L'imagerie haut champ assistée par intelligence artificielle améliore le débit et la qualité
Les moteurs de reconstruction intégrant l'intelligence artificielle réduisent les durées moyennes d'examen de 30 minutes à moins de 10 minutes pour les protocoles neurologiques et musculo-squelettiques de routine, triplant ainsi le débit quotidien par scanner dans les environnements ambulatoires chargés. Les plateformes MAGNETOM Flow de Siemens Healthineers et SmartSpeed Precise de Philips intègrent une sélection de protocoles en zéro clic, libérant les techniciens des tâches répétitives sur le panneau de commande et atténuant les pénuries d'opérateurs. Les chaînes de diagnostic tirent parti de ces gains d'efficacité pour augmenter les revenus par centre sans ajouter de surface au sol, renforçant l'argumentaire d'investissement pour les systèmes à prix premium sur le marché indien de l'IRM. Le débruitage par intelligence artificielle permet également aux prestataires de descendre à des systèmes 1,5 T pour certaines tâches, réduisant les contraintes liées à l'hélium et à l'alimentation électrique tout en préservant la fidélité de l'image — une proposition attrayante pour les établissements confrontés à des pics de coûts des services publics. À mesure que l'épuisement professionnel des radiologues s'accentue, la précohortisation et le marquage des lésions assistés par intelligence artificielle assurent une cohérence interprétative, élevant ainsi l'acceptation clinique et renforçant l'avantage concurrentiel des établissements qui adoptent les scanners de nouvelle génération en avance.
Analyse de l'impact des freins*
| Frein | (~) % d'impact sur les prévisions de TCAC | Pertinence géographique | Horizon temporel d'impact |
|---|---|---|---|
| Coût élevé des scanners et faibles tarifs de remboursement | -1.4% | Tous les États, particulièrement aigu dans les districts à faibles revenus | Moyen terme (2 à 4 ans) |
| Pénurie de radiologues et de techniciens qualifiés | -1.1% | Villes de deuxième et troisième rang | Long terme (≥ 4 ans) |
| La volatilité de l'approvisionnement en hélium augmente les charges d'exploitation | -0.8% | À l'échelle nationale | Court terme (≤ 2 ans) |
| Les retards d'approbation du CDSCO pour les systèmes > 3 T | -0.6% | À l'échelle nationale | Moyen terme (2 à 4 ans) |
| Source: Mordor Intelligence | |||
Coût élevé des scanners et faibles tarifs de remboursement
Les scanners 1,5 T ou 3 T importés coûtent entre 6 et 9 crores INR (730 000 à 1,1 million USD aux taux de change de l'exercice 2024), un obstacle important pour les petits hôpitaux desservant des populations à revenus faibles à intermédiaires.

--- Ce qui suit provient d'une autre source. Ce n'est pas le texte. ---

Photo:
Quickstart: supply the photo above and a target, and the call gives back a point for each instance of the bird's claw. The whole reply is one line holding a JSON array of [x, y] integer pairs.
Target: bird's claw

Le remboursement gouvernemental dans le cadre d'Ayushman Bharat est en moyenne de 3 000 INR (36 USD) par examen, couvrant à peine l'électricité, l'hélium et la maintenance. Par conséquent, de nombreux établissements de niveau district limitent l'utilisation de l'IRM aux cas complexes, compromettant les économies d'échelle et allongeant les délais de retour sur investissement au-delà de sept ans. Bien que la fabrication nationale promette des prix plus bas, les premières unités font encore face à des délais de validation, prolongeant l'écart d'accessibilité financière. Sans recalibrage tarifaire ni alternatives de paiement groupé, la pression sur les résultats nets pourrait freiner l'adoption du marché indien de l'IRM dans les zones géographiques contraintes par les coûts.
Pénurie de radiologues et de techniciens qualifiés
L'Inde compte environ 15 000 radiologues en exercice pour une population dépassant 1,4 milliard d'habitants, soit un spécialiste pour 93 000 personnes, bien en deçà des normes de l'OCDE.[2]ACR Bulletin, « Comment résoudre la pénurie de personnel en radiologie ? », acr.org Les 612 facultés de médecine ne forment qu'environ 1 200 radiologues par an, et la plupart migrent vers les métropoles, laissant les villes plus petites sous-desservies. Le nombre limité de centres de formation de techniciens aggrave les goulots d'étranglement ; de nombreux établissements fonctionnent avec un seul technicien effectuant des doubles vacations, augmentant les risques d'épuisement professionnel et de contrôle qualité. L'intelligence artificielle peut automatiser certaines tâches, mais l'interprétation finale exige toujours une supervision qualifiée. À moins que les postes de fellowship ne se développent et que les réseaux de téléradiologie ne s'étendent à l'échelle nationale, le déficit de talents pourrait entraver les taux d'utilisation des scanners et diluer la croissance du marché indien de l'IRM.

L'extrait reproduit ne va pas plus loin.